DETROIT — Faced with competition from cheaper automakers, Ford Motor Co. is shifting its electric-vehicle strategy, focusing on making two new electric pickups and a new cargo van. The company says all of the vehicles will cost less, have longer ranges and be profitable before taxes within a year of hitting showrooms.
Ford, which is losing millions on its current electric vehicles, has given few details about the new products. But the automaker said production of its next-generation full-size electric pickup in Tennessee would be delayed by 18 months, until 2027.
The company also says it will not build a fully electric three-row SUV due to the high cost of batteries, but will instead focus on making those vehicles as gasoline-electric hybrids.
The other new pickup will be a midsize, based on new components developed by a small team in California. It will also go on sale in 2027. Production of the unspecified pickup will begin at an assembly plant west of Cleveland in 2026.
The changes will require Ford to write down $400 million of its current assets for large electric SUVs, and it also expects additional spending of up to $1.5 billion.
“We are committed to creating long-term value by building a competitive and profitable business,” Chief Financial Officer John Lawler said in a statement.

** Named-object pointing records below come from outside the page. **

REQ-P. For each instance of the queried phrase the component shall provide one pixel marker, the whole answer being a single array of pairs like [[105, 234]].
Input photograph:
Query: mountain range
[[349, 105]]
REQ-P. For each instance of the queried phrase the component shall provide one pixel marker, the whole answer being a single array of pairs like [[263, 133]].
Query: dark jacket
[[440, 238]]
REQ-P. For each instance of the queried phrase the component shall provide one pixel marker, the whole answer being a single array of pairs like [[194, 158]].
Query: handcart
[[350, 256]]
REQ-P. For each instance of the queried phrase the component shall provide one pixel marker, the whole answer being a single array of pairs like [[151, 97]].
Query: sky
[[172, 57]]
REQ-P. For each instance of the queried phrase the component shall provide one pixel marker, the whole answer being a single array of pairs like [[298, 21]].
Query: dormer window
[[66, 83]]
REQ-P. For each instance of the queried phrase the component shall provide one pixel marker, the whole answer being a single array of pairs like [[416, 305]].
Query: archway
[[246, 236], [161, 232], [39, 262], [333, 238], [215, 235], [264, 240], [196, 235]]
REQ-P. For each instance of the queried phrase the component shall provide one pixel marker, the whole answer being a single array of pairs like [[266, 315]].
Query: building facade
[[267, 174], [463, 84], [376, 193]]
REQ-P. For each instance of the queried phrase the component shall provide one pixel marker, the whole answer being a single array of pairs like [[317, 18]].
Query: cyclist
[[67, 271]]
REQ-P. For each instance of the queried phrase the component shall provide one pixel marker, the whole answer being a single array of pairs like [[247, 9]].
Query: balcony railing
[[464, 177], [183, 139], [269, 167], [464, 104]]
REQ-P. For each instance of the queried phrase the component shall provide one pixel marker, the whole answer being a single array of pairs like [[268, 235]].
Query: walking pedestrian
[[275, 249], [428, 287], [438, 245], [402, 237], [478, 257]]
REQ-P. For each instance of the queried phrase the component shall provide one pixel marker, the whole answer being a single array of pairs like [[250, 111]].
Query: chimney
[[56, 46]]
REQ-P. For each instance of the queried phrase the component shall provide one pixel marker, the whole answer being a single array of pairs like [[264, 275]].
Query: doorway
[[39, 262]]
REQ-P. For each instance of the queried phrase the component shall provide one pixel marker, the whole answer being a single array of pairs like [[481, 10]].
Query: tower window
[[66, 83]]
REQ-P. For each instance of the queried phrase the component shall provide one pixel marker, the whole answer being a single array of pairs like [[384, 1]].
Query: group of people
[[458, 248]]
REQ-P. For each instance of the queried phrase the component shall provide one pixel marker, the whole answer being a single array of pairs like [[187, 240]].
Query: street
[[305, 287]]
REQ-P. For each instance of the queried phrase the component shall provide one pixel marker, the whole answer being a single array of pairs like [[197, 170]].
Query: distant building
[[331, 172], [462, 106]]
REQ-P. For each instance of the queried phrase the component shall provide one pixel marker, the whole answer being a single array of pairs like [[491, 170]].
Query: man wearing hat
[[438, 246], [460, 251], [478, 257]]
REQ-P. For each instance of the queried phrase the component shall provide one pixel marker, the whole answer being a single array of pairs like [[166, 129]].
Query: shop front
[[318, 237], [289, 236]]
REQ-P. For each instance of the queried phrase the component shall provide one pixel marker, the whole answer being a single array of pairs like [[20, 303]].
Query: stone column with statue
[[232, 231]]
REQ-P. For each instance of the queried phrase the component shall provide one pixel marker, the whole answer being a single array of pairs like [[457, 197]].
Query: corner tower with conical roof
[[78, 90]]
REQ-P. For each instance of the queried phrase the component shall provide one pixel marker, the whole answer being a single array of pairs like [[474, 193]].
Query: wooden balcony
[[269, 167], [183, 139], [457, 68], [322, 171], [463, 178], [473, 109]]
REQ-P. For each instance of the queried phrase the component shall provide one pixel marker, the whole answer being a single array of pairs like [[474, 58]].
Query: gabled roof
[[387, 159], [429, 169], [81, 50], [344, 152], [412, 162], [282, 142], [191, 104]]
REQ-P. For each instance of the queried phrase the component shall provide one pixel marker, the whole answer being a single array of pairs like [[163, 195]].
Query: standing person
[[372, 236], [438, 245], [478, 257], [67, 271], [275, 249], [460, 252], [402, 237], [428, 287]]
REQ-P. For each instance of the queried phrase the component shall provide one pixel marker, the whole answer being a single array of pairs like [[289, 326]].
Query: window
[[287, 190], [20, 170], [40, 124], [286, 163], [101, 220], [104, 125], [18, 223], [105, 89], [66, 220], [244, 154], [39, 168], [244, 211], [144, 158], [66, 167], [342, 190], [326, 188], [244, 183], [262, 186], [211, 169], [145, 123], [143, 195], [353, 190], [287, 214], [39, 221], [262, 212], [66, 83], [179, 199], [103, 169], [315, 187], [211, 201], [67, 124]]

The company also announced that it would reduce its investment spending on electric vehicles. It will now devote 30% of its annual investment budget to their development, instead of the current 40%.
Ford, which has long talked about making profitable electric vehicles, lost $2.46 billion in the segment in the first half of the year, dragging down profits at its gasoline and commercial units.
The company said in a statement that the global electric vehicle market is evolving rapidly and needs to evolve to compete with Chinese automakers that have lower production and engineering costs. At the same time, current buyers are more cost-conscious than early adopters, and automakers are introducing more electric vehicles.
“These dynamics underscore the need for a globally competitive cost structure while being selective across customer and product segments to ensure profitable growth and capital efficiency,” the company said.
Ford also said it will build more commercial and consumer vehicles based on new, more affordable electric vehicles. More details will be revealed at an event in the first half of next year.
Sales of electric vehicles in the United States, Ford’s most profitable market, continue to grow but have slowed as more pragmatic consumers worry about range and the ability to charge their vehicles on the go. Market leader Tesla Inc. has cut prices, forcing others to follow suit.
U.S. electric vehicle sales rose about 7% in the first half of the year to 599,134 units, Motorintelligence.com reported. Electric vehicles accounted for 7.6% of the U.S. new vehicle market, about the same percentage as last year as a whole. Leases, which include federal tax credits, helped boost sales.
Sales of gasoline-electric hybrid vehicles jumped 35.3% from January to June to 715,768 units, eclipsing sales of electric vehicles.
That’s part of the reason Ford has shifted its strategy to hybrids in its full-size SUVs. Hybrids, the company has said, have similar profitability to gasoline-powered vehicles, something Ford will continue to develop.
Ford shares rose 1.5% in premarket trading Wednesday.